1.
Metode rasional (al-manhaj
al-‘aqli), yaitu metode yang menganggap rasio sebagai alat yang dominan,
sehingga teks-teks wahyu harus diterima secara rasional, dan keyakinan orang
terhadap kebenaran materi akidah harus di dasarkan atas pengetahuan rasional.
Untuk itu, semua hasil pemikiran rasional umat manusia bisa dipergunakan bila
berdayaguna untuk memperkuat kebenaran dan menambah keyakinan.
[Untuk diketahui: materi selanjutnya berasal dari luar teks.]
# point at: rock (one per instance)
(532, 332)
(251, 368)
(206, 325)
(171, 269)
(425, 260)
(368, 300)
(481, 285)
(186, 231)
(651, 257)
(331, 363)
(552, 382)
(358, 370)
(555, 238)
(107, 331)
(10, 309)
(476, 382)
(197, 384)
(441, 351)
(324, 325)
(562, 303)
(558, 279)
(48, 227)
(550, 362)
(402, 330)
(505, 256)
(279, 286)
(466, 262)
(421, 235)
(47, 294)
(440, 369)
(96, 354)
Metode ini
banyak dipergunakan oleh para teolog Muktazilah dan para filsuf Islam.
2.
Metode tekstual (al-manhaj
al-naqli), yaitu metode berpikir yang berpegang teguh kepada teks-teks wahyu
secara harfiah, tanpa memberikan peranan kepada akal dan hasil pemikiran untuk
menjamah masalah-masalah akidah, kecuali untuk sekadar sistematisasi
pokok-pokok akidah tersebut. Dasar penggunaan metode ini ialah anggapan bahwa
teks-teks wahyu sudah komplit menampung segala masalah akidah yang diperlukan
dan mengikuti tradisi para sahabat Nabi Muhammad dan para pengikutnya. Metode
ini dipergunakan oleh para teolog Salafisme.
3.
Metode moderat (al-manhaj
al-iqtishadi), yang bisa juga disebut sebagai metode sintese antara metode
rasional dan metode tekstual, yang berusaha menerapkan metode rasional dan
tekstual secara seimbang. Penggunaan metode ini di dasari oleh anggapan bahwa menekankan
berpegang pada salah satunya saja akan menjurus pada sikap ekstrim, padahal
akal dan nakal sama pentingnya dalam masalah akidah. Ini dipergunakan oleh para
teolog Asy’arisme dan Maturidisme.
4.
Metode dialektis (al-manhaj
al-jadali), yaitu metode debat untuk mempertahankan kebenaran pendapat sendiri
dan mematahkan pendapat lawan, baik secara rasional (yang banyak dipergunakan)
maupun tekstual. metode ini bisa juga disebut sebagai metode skolastik atau
metode sintesis-deduktif dalam filsafat. Metode ini pada umumnya dipergunakan
oleh para ahli kalam, sehingga karya-karya kalam semuanya berbentuk dialektis.
5.
Metode intuitis (al-manhaj
al-dzawqi), yaitu metode yang dipergunakan para sufi untuk memperoleh
pengetahuan (ma’rifah) yang langsung dari Tuhan, dengan menjalani hidup sebagai
sufi. Setelah mengalami maqam-maqam tertentu, seorang sufi diharapkan
memperoleh pengetahuan- tentang obyek-obyek keimanan- yang meyakinan yang
dpancarkan Tuhan secara langsung ke dalam hati-nya, tanpa belajar atau menalar.